Demeersman, der in der aktuellen Weltrangliste Platz 71 belegt, und sein zwölfjähriger Wallach Tymoon Caloo Meerchen präsentierten sich in erstklassiger Verfassung. Insbesondere auf der Galoppstrecke zum letzten Sprung wurden wichtige Zehntelsekunden herausgeritten. „Es war nicht einfach, aber wir haben das Beste daraus gemacht“, sagte Demeersman, der in Belgien einer der populärsten Reiter ist. Platz zwei ging an den Iren Billy Twomey auf Je T’aime Flamenco mit 38,53 Sekunden. Bester Deutscher war Carsten-Otto Nagel vom RV Stall Moorhof mit 40,98 Sekunden auf Platz drei. Die Farben des Oldenburger Reiterverbandes hielt Jan Sprehe von der RFG Falkenberg hoch. Er belegte mit seinem Paradepferd Areno mit einem Abwurf in 41,10 Sekunden den neunten Platz.

Neben Demeersman und Twomey sicherte sich Markus Renzel (Oer-Erkenschwick) das Ticket für das mit 250 000 Euro dotierte Masters League Finale im Dezember in Frankfurt.

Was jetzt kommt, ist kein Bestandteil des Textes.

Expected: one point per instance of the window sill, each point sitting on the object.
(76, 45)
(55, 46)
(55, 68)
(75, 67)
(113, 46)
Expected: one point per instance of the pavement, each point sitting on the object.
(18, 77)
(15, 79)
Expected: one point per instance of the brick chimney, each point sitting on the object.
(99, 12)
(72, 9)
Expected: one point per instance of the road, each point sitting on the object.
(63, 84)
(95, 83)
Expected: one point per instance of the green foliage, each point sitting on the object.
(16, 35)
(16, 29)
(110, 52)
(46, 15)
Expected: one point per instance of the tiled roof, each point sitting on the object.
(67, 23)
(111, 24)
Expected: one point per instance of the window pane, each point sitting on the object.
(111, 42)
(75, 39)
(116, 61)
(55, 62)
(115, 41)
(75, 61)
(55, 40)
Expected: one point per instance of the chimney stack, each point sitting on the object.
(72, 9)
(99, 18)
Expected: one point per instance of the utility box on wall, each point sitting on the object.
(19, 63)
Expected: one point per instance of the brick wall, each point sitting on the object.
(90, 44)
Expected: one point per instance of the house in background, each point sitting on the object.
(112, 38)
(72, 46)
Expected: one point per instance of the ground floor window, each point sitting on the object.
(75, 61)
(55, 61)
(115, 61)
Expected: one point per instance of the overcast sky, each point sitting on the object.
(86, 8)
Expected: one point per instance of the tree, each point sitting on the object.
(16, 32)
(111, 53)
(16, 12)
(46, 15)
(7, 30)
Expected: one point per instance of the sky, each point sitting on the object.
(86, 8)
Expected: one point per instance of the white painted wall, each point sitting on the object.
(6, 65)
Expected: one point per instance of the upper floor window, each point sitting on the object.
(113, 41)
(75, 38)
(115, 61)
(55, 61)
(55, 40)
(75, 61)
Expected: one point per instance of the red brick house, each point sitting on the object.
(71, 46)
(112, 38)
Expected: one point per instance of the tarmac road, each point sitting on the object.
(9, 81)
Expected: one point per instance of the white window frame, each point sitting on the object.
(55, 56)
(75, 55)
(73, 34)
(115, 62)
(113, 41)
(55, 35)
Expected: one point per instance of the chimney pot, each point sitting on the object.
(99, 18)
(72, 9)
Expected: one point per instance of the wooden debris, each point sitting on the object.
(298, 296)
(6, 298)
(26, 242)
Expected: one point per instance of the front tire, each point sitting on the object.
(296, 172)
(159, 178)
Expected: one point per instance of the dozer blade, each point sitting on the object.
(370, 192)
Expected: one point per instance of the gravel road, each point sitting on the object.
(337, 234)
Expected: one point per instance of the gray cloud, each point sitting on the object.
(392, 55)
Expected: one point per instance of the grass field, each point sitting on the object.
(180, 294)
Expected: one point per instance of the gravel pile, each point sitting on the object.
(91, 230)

In zwei weiteren mit jeweils 20 000 Euro dotierten Wettbewerben ging es in der Weser-Ems-Halle um Weltranglistenpunkte. Am Sonnabend legte Eric van der Vleuten in der Gruppenspringprüfung der Klasse S vor. Mit seinem Pferd Saffier fegte er fehlerfrei nach 34,03 Sekunden durchs Ziel. Allerdings musste er noch mal zittern, als sein 20-jähriger Sohn Maikel zum Angriff ansetzte. Ohne Fehler in 34,63 Sekunden ritt der dann auf den zweiten Platz. Vater und Sohn sicherten sich damit ebenfalls die Teilnahme am Masters League Finale.

Auch im zweiten Weltranglistenpunkte-Wettbewerb dominierten die ausländischen Starter. Hier siegte der Schweizer Pius Schwizer auf Unique ohne Fehler in 35,07 Sekunden. Deutsche Spitzen-Reiter wie Ludger Beerbaum, Marco Kutscher und Marcus Ehning waren in diesem Jahr nicht in Oldenburg gestartet. Sie ritten auf Turnieren im europäischen Ausland, wo es um Weltcuppunkte und wesentlich höhere Preisgelder ging.

Von Donnerstag bis Sonntag verfolgten knapp 19 000 Zuschauer die Pferdetage.